Conditional derivatives and eager original downloading
jrochkind opened this issue · comments
The [File Processing Guide suggests a usage pattern of "Conditional derivatives"](Conditional derivatives), eg:
Attacher.derivatives do |original|
if file.mime_type == "image/svg+xml"
result[:png] = something
end
result
end
This pattern works well for me.
But one thing I noticed is that calling model.image_attacher.create_derivatives
in this case will still end up downloading the entire original, even though it doesn't end up using it for anything, if it conditionally decides not to.
I have very large originals (100MB+), so this download is a non-trivial operation. And I have some use cases where it ends up downloading a bunch of files it doesn't need to, which is a problem for me.
But I'm not sure if you would consider this a bug or design problem/need-of-improvement, or if it's working as intended and is fine? And so I bring it up to ask, and to also document my further investigations and thoughts.
Why is it downloading the file? Often Shrine IO objects are basically "lazy", not read until they are accessed. The reason that is not true here is that in process_derivatives
, before the registered processor is ever called:
shrine/lib/shrine/plugins/derivatives.rb
Lines 272 to 275 in 00968da
Since I use direct uploads, and do derivatives processing in the background, my source
is always an UploadedFile
. Also for use cases that involve re-processing derivatives, which is actually what I'm doing (calling create_derivatives
or process_derivatives
a subsequent time for an existing record).
OK, that's why the file is getting downloaded. But what is the motivation for this line?
I am guessing, to ensure that derivatives processors get actual files with local file paths (since it is not uncommon for a processor to need that); and maybe also to ensure the file only gets downloaded once?
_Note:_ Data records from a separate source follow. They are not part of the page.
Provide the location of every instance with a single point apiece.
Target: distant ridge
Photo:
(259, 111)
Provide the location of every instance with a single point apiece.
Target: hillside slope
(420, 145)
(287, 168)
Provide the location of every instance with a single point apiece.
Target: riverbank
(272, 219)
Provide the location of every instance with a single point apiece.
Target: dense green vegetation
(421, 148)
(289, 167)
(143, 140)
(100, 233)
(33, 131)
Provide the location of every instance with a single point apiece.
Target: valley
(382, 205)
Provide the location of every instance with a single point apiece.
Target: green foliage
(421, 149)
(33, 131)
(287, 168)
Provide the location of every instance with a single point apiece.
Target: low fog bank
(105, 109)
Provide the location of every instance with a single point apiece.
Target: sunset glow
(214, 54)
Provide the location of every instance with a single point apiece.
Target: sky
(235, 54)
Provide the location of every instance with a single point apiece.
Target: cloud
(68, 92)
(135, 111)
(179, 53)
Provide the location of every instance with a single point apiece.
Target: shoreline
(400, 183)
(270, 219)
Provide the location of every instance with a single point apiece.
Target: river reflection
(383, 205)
Not sure about that.
This logic looks very much like with_file
, I am not sure why it doesn't just use with_file
? It does not actually guarantee that the arg passed to processors will be a local file, like with_file
would, it only does so in the case of an UploadedFile
. If you pass it some other kind of io
(Say a Down
object), it will be passed on through unaltered.
However, I don't know if the unusual implementation is necessary to make the example for "call multiple processors in a row with the same source file, to avoid re-downloading the same source file each time" from the Derivatives doc work.
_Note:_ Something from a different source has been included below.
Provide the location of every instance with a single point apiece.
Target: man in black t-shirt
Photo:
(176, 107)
Regardless, this odd implementation that does allow pass-through of a non-local-file so long as it isn't an UploadedFile
lets me write a workaround, where the file is not downloaded unless a conditional derivative actually decides it needs it....
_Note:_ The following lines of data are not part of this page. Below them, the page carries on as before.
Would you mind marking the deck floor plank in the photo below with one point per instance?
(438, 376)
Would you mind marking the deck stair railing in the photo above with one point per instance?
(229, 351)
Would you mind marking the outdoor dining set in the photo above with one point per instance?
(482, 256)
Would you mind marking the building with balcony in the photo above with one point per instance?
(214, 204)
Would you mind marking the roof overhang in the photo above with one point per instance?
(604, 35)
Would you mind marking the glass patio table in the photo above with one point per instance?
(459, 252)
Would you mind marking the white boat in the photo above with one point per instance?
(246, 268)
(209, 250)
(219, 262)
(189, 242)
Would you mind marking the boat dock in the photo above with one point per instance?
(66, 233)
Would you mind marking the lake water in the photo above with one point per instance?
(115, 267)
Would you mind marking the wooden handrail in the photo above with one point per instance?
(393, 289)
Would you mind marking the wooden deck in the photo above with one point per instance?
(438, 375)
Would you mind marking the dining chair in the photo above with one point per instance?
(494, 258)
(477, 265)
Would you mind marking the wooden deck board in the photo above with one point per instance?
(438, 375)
image_attacher.file.open do |source_io|
image_attacher.process_derivatives(:default, source_io)
end
Now the file is not downloaded, the IO object is passed through the processor, and will be downloaded if the processor asks for it. But what if the processor does need a local file? Well, you could do conditional derivatives something like this:
Attacher.derivatives do |original|
result = {}
if record.is_a?(Photo) || file.mime_type == "image/svg+xml"
shrine_class.with_file(original) do |original_as_file|
magick = ImageProcessing::MiniMagick.source(original_as_file)
if record.is_a?(Photo)
result[:jpg] = magick.convert!("jpeg")
result[:gray] = magick.colorspace!("grayscale")
end
if file.mime_type == "image/svg+xml"
result[:png] = magick.loader(transparent: "white").convert!("png")
end
end
end
result
end
Phew! Now only if the processing implementation decides it actually wants to do something, does it itself call with_file
to make sure the IO passed in is actually a File.
This works.... but seems pretty fragile/hacky. Especially because it relies on process_derivatives
allowing pass-through of this non-File IO... which may itself be a bug, maybe it should not be doing that? So maybe my code will then break if you fix that?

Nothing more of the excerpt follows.